今の彼女にはやる気が感じられるし、闘志も衰えている感じには見えないが。
「幸はここでずっと暮らすつもりじゃないのか?」
「ありえませんって。な、なんですか、その目は。……正直に言っちゃうと、まあ、ちょっといいかなーとは思いました。でも、この町って住民の顔が同じで不気味じゃないですか。表情も作り物で怖いんです」
受け答えは可能だが言動に温かみを一切感じないからな。どれだけ頑張っても越えられない本物の人間との違いが良くわかるNPCの群れ。
だが、それに目を瞑って滞在を続けるプレイヤーも多い。誰だって煮えたぎる溶岩の上で綱渡りをするより、ぬるま湯に浸かっていたい。
「それに、私はこの邪神の塔を攻略する理由がありますから。あっ、それは網綱さんでも教えられませんからね」
意味深なことを呟いておきながら、即座に質問を拒否するとは。
少し気になるが、無理に聞き出すような事でもないのだろう。いずれ自分から話してくれるかもしれないからな。

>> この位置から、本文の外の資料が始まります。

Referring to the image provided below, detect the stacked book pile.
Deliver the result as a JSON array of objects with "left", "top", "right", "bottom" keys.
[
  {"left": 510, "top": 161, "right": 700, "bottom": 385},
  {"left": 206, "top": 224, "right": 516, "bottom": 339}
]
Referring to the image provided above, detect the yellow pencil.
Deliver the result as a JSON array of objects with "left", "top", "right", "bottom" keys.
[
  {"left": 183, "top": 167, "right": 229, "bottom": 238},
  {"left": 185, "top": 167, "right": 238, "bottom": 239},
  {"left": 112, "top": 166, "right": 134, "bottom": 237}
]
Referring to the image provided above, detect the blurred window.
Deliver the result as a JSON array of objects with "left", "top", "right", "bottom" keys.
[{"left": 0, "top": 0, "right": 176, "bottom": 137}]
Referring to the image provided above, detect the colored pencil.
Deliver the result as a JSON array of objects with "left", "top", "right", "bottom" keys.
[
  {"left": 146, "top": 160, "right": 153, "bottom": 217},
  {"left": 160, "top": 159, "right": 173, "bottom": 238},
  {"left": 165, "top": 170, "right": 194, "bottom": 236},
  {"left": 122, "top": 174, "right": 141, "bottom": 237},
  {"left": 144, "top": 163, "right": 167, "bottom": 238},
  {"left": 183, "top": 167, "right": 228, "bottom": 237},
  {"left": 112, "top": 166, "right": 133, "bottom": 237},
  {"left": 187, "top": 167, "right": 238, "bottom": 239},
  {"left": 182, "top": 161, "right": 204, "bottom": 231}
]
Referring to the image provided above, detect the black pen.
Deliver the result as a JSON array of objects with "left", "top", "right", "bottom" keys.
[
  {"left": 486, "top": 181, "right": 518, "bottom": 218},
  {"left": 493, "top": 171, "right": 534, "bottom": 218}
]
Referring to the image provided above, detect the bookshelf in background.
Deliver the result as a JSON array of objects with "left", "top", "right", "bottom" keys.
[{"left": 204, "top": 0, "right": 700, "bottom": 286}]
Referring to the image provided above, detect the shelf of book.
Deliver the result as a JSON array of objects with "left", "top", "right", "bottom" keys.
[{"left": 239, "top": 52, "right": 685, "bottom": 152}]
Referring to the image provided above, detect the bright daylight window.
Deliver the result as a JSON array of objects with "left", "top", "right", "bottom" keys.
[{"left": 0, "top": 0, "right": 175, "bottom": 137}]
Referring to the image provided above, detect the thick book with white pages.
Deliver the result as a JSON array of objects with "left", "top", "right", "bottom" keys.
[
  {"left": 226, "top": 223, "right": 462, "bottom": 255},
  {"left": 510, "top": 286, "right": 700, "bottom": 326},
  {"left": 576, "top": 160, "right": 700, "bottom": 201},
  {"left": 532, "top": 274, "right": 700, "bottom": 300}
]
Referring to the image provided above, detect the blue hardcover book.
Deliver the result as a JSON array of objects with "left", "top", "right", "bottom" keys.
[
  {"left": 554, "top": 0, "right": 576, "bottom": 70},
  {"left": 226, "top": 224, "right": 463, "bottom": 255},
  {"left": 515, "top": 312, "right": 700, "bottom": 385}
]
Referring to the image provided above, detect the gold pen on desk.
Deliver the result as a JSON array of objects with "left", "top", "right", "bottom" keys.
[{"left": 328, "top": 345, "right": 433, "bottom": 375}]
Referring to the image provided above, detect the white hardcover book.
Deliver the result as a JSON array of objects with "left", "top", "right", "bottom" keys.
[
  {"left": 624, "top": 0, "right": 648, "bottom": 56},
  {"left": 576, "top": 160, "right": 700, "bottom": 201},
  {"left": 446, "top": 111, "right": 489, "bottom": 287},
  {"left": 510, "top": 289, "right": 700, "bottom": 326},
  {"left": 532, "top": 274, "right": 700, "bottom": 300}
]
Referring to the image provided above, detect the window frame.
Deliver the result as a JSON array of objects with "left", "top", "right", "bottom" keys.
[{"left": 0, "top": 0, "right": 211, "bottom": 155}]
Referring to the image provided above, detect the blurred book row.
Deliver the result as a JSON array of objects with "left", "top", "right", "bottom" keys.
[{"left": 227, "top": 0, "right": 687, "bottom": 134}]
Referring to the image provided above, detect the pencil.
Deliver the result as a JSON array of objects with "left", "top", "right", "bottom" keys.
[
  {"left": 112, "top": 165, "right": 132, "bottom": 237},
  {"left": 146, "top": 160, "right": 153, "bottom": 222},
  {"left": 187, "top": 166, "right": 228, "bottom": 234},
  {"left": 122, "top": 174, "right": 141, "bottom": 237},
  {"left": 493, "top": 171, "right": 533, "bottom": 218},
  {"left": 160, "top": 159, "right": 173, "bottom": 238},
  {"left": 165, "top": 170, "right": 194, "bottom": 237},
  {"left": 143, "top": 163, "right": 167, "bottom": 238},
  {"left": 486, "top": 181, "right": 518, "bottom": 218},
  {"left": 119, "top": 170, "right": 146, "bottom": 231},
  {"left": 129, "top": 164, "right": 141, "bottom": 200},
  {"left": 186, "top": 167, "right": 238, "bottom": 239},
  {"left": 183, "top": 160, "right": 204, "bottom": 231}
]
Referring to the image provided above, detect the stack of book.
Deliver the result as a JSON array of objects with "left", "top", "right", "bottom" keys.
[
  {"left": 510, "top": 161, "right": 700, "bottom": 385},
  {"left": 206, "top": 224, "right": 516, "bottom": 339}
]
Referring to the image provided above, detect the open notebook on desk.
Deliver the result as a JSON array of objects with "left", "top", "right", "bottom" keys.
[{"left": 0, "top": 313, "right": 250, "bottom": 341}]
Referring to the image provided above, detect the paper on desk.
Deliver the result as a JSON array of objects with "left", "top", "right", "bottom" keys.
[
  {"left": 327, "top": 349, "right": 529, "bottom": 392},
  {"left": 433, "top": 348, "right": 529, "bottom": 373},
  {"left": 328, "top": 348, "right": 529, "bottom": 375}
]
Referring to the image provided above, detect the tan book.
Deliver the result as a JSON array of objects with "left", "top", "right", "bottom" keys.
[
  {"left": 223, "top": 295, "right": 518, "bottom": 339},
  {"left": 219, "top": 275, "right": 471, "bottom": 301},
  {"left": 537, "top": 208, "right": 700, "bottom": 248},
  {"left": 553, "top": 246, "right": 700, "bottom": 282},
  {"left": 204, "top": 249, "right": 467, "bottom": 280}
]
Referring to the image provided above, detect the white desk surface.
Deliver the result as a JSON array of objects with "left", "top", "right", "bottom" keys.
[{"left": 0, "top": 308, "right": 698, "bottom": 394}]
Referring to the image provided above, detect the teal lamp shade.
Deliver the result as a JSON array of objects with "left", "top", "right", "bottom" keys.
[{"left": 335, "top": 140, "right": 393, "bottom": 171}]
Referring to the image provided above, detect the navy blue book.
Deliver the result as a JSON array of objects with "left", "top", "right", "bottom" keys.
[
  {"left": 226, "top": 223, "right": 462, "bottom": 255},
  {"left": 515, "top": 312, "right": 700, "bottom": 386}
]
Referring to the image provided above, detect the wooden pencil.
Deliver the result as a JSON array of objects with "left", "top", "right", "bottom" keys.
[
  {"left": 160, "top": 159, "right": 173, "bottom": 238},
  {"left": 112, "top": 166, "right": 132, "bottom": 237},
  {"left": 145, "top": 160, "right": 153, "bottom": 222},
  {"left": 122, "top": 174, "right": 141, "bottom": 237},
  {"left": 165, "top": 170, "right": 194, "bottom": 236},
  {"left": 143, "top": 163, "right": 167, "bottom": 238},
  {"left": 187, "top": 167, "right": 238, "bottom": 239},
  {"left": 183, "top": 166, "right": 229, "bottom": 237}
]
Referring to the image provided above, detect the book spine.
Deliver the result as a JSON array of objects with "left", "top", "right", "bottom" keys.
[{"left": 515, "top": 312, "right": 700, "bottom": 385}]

「俺もクリアーしなければならない理由がある。幸もやる気があるなら一緒に稼いで抜け出すかい?」
「はい!」
元気よく応える幸の表情や態度から察するに、無理はしてないように思える。
俺としては今後も彼女がいてくれた方が助かるので、同行してくれるとありがたいが……初日のカジノで破産を見ていると、そもそもクリアーできるか心配になる。
いや、それは彼女を甘く見過ぎているか。気持ちを入れ替えて能力に適応した稼ぎ場を見つけているに決まっている。共に邪神の塔攻略に挑む相手を少しは信じないと。
「あの、ところで網綱さんは、闘技場でかなり儲かっていましたよね」
「見ていたのか。五万ぐらい稼げたよ」
「うわぁ、すっごーい。えと、もし良かったら、幾らか貸していただけませんでしょうか」
上目遣いで媚びる生首がいる。
自然に瞼が下りて半眼で見下ろしていることを自覚した上で、冷たい声を放つ。
「朝に百キョウラク振り込まれていたよね」
「え、えっと、さっきカジノで全部つかっちゃった、てへっ」
頭を小突いて舌を出したつもりのようだが、手が透明なので髪に陥没しただけだ。
さっきの信頼は空の彼方に飛んでいったので、まずは彼女に無駄なカジノ断ちをさせるところから始めることにしよう。